4 – Sobre a oposição entre comunismo e capitalismo:

Mas não pensem que eu esteja vinculando isso a determinadas ideias. Não estou
falando de comunismo. O que eu estou dizendo vai além do comunismo. Minha
inspiração não vem de Karl Marx; minha inspiração não vem de Engels; minha
inspiração não vem de Trotsky; minha inspiração não vem de Lenin. Sim, eu li o
Manifesto do Partido Comunista e O Capital há muito tempo atrás. E eu vi que talvez
Marx não tenha seguido Hegel o suficiente. Ele pegou a dialética, mas deixou de fora
o idealismo e o espiritualismo. E ele se debruçou sobre o filosofo Feuerbach, pegou
dele o materialismo e transformou num sistema que chamou de materialismo
dialético. Eu tenho que rejeitar essa ideia.
O que eu estou dizendo para vocês nessa manhã é que o comunismo esquece que a
vida é individual. E o capitalismo esquece que a vida é social. E o reino de
fraternidade tem sua fundação não na tese do comunismo nem na antítese do
capitalismo, mas numa síntese mais elevada. É fundado numa síntese mais elevada
que combina a verdade dos dois sistemas. Então quando eu questiono a sociedade
como um todo, isso nos leva a ver que o problema do racismo, o problema da
exploração econômica e o problema da guerra estão entrelaçados. São o mal triplo
que é interconectado.

5 – E finalmente a esperança no futuro e a confiança na humanidade que sempre embasaram suas ideias e ações:

Que possamos compreender que o arco da moral universal é longo, mas se curva na
direção da justiça. Que possamos compreender que William Cullen Bryant está
correto: “A verdade, quando esmagada contra a terra, se reerguerá.” Sigamos
cientes de que a Bíblia está correta: “Não vos enganeis.
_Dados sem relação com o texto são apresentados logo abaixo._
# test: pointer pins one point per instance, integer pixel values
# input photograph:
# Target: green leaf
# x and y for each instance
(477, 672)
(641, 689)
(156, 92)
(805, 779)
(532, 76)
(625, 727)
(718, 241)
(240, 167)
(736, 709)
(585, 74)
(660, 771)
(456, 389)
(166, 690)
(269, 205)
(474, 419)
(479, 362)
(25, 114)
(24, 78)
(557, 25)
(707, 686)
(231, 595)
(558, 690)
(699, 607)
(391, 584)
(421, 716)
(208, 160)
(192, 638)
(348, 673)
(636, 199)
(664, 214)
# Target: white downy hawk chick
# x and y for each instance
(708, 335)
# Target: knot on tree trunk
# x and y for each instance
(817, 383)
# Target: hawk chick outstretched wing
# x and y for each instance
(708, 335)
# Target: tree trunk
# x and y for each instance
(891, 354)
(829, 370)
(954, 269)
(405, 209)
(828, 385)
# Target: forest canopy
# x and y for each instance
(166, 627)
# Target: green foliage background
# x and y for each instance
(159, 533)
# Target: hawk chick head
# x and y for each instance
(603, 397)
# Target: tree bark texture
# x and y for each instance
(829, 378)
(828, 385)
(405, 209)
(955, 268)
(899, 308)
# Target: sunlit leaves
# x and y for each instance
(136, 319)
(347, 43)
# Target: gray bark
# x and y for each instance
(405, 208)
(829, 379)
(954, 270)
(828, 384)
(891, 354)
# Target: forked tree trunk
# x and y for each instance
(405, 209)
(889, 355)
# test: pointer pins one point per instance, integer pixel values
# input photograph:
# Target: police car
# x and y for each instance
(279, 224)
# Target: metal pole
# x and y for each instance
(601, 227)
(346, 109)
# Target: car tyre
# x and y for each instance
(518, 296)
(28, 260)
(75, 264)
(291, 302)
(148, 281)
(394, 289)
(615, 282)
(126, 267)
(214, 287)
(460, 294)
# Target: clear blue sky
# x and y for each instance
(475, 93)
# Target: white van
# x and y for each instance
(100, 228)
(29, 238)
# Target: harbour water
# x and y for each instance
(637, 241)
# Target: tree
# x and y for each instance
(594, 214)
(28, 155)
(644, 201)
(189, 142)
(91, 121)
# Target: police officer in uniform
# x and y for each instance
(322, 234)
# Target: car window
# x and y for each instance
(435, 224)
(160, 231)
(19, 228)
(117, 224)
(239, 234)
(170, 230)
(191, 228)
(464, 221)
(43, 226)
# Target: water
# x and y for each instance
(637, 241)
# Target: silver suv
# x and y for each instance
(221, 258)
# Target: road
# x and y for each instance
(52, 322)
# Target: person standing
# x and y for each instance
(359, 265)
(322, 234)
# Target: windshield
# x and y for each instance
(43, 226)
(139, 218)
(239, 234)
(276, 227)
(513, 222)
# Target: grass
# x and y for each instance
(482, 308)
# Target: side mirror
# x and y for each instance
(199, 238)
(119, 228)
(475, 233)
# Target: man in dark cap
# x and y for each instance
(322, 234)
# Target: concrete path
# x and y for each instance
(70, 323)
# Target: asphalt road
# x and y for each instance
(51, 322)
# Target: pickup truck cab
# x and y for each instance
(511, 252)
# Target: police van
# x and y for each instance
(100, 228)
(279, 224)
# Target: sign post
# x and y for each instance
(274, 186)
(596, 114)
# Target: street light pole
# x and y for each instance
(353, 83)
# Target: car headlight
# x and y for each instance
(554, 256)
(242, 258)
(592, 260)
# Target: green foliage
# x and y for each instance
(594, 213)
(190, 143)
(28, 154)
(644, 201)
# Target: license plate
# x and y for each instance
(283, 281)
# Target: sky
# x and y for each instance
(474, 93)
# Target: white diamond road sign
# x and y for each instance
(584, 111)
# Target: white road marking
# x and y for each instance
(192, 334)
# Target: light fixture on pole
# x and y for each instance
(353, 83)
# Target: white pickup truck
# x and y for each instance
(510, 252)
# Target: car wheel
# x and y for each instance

Deus não se permite zombar.
Portanto, tudo que o homem semear, isso também colherá.” Essa é nossa esperança
no futuro, e com essa fé nós poderemos dizer em um não tão distante futuro,
flexionando o verbo no passado: “Nós triunfamos! Nós triunfamos! Do fundo do meu
coração eu acreditei que triunfaríamos!”

Que possamos nos inspirar na lucidez dessas palavras quando vivemos um contexto tão difícil e transformador quanto este em que estamos vivendo hoje!

3 respostas para ‘A lucidez de Martin Luther King em 1967

  1. Pingback: A lucidez de Martin Luther King em 1967 – Portal da Casa Espírita Nova Era – Blumenau – Santa Catarina – SC
  2. É profundamente lamentável que muitas pessoas que se dizem cristãs ainda abrigam, de alguma forma, ideias racistas. A mensagem e os exemplos Jesus ainda não são convenientemente estudados e meditados no silêncio dos templos, onde se efetuam, não raro, apenas rituais e orações repetidas inconscientemente.